Helpful Book – Unwritten Rules of Social Relationships

                                          Unwritten Rules

The book we review today is ‘Unwritten Rules of Social relationships – Decoding the social mysteries through the unique perspectives of Autism’ written by Temple Grandin and Sean Barron. This book offers the distilled wisdom of two very successful people on the autism spectrum, two very different people, one driven by intellect and another by emotions. They share their experiences on how they learned to navigate the social life and in the process offer priceless suggestions for parents and caregivers of children with autism.

Dr. Temple Grandin shares her story of how growing up in the 1950’s helped her develop social skills as in those days, kids were not glued to TVs and laptops but instead played together a lot. This provided Temple Grandin ample opportunities and with her mother’s guidance, learned many aspects of social skills and continued learning from various experiences in life which she shares with us. She concludes by saying how romantic relationships are a strict No for her. Then we move onto read Sean Baron’s story which starts with his childhood crush on his teacher and how very angry he was when she was getting married! I genuinely wasn’t expecting this vast spectrum in the range of emotions, probably because this is the first time I am reading Sean’s Story. He shares his experiences about growing up coping with his sensory world and trying very hard to navigate the social world. While Temple Grandin feels comfortable when corrected by her mother about social etiquette, Sean Barron, on the other hand, feels depressed and  how he always felt he would never get anything right. This forms the Act one of the book where the authors offer their perspectives on social thinking.

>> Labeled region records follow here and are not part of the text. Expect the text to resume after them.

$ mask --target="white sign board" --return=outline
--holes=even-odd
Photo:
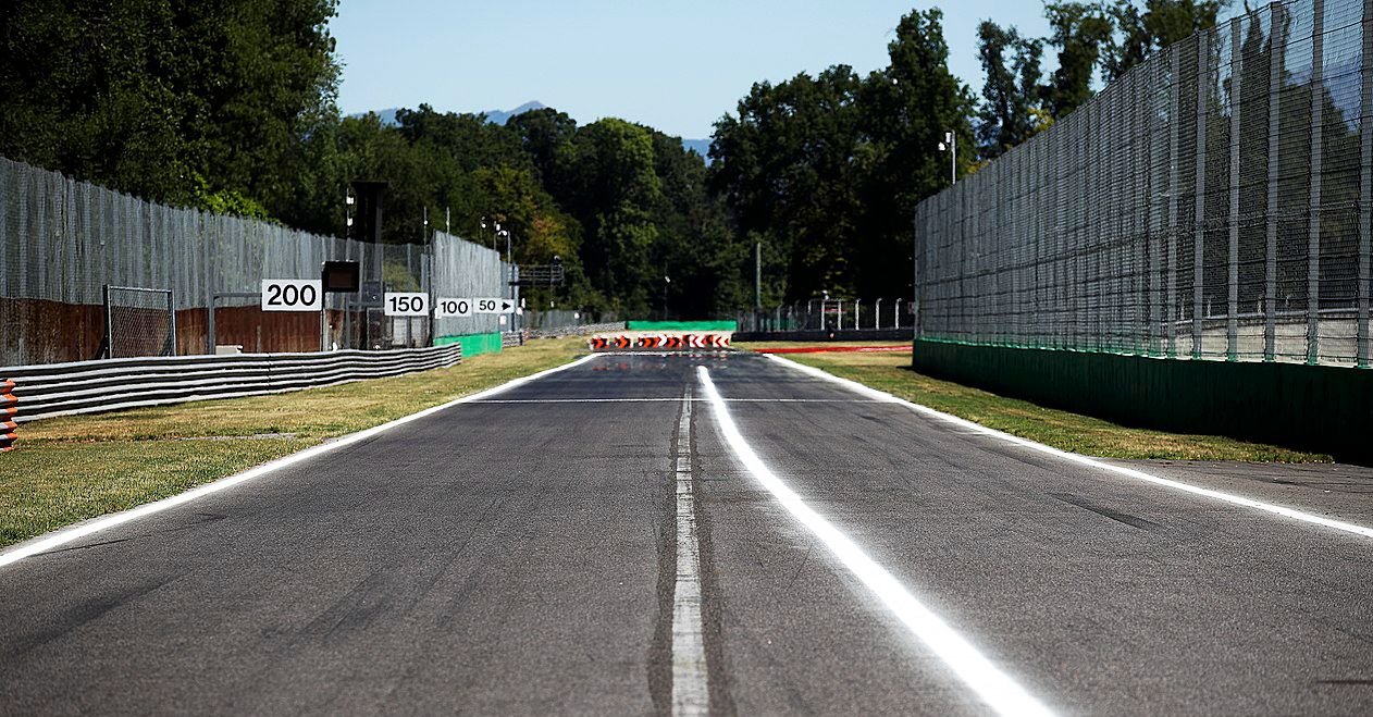
[[[264,312],[317,312],[324,309],[319,279],[262,279]]]
[[[472,299],[476,313],[511,313],[515,310],[515,299],[476,298]]]
[[[387,291],[382,297],[386,316],[428,316],[428,294],[417,291]]]
[[[441,298],[434,302],[434,316],[446,319],[449,316],[472,316],[472,299]]]

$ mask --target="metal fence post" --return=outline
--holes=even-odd
[[[1363,58],[1359,92],[1359,286],[1358,286],[1358,357],[1359,368],[1369,365],[1369,284],[1373,254],[1373,0],[1363,0]]]
[[[1306,244],[1306,363],[1314,364],[1321,354],[1321,136],[1324,118],[1324,73],[1325,55],[1325,0],[1314,0],[1311,19],[1311,199],[1308,203],[1307,244]]]
[[[168,290],[168,320],[172,323],[172,334],[168,337],[168,356],[176,356],[176,291]]]
[[[1197,33],[1197,74],[1205,73],[1211,55],[1211,33]],[[1201,313],[1205,306],[1205,92],[1207,81],[1197,78],[1197,162],[1196,162],[1196,209],[1192,216],[1192,357],[1201,357]]]
[[[110,331],[110,284],[100,284],[100,301],[104,302],[104,358],[114,358],[114,334]]]
[[[1181,44],[1173,45],[1173,87],[1168,92],[1168,227],[1167,227],[1167,257],[1164,280],[1167,282],[1167,304],[1163,316],[1164,335],[1167,337],[1166,354],[1173,358],[1178,354],[1178,236],[1182,232],[1178,205],[1182,202],[1181,168],[1178,166],[1179,150],[1182,146],[1182,122],[1178,121],[1182,111],[1182,51]],[[1155,284],[1159,282],[1155,280]]]
[[[1281,169],[1281,144],[1278,130],[1282,126],[1281,96],[1282,96],[1282,56],[1287,44],[1287,33],[1282,5],[1270,5],[1271,37],[1269,44],[1273,54],[1269,58],[1269,185],[1267,201],[1265,202],[1265,246],[1263,246],[1263,360],[1277,358],[1277,304],[1278,304],[1278,180]]]
[[[1240,343],[1240,96],[1244,82],[1244,52],[1240,22],[1230,22],[1230,246],[1226,266],[1225,357],[1238,358]]]

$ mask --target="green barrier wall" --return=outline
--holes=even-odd
[[[461,343],[463,357],[467,358],[501,350],[501,335],[500,332],[464,334],[461,337],[439,337],[434,339],[435,346],[446,346],[449,343]]]
[[[629,331],[739,331],[739,321],[627,321]]]
[[[921,374],[1127,426],[1373,463],[1373,369],[916,341]]]

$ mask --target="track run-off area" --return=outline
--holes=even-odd
[[[1370,508],[592,354],[0,554],[0,712],[1369,713]]]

Act Two talks about Two minds  – two paths  and how the Autistic way of thinking affects the Social understanding. Here the authors share their views on various aspects like the three R’s – Rules, Repetitions and Rigidity, Black and White thinking and its impact, Thinking affects Behavior, etc.

Act Three is all about the ten unwritten rules of social relationships, where the authors suggest various ways teach this skills to children with autism from their own personal experiences. I really loved this section as it offers wealth of information from two very different perspectives. The ten rules are :

1) Rules are not absolute. They are situation- based and people – based.
2) Not everything is important in the grand scheme of things
3) Everyone in the world makes mistakes. It doesn’t have to ruin your day.
4) Honesty is different than Diplomacy
5) Being polite is appropriate in any situation
6) Not everyone who is nice to me is my friend
7) People act differently in public than they do in private
8) Know when you are turning people off
9) “Fitting in”  is often tied to looking and sounding like you fit in!
10) People are responsible for their own behaviors.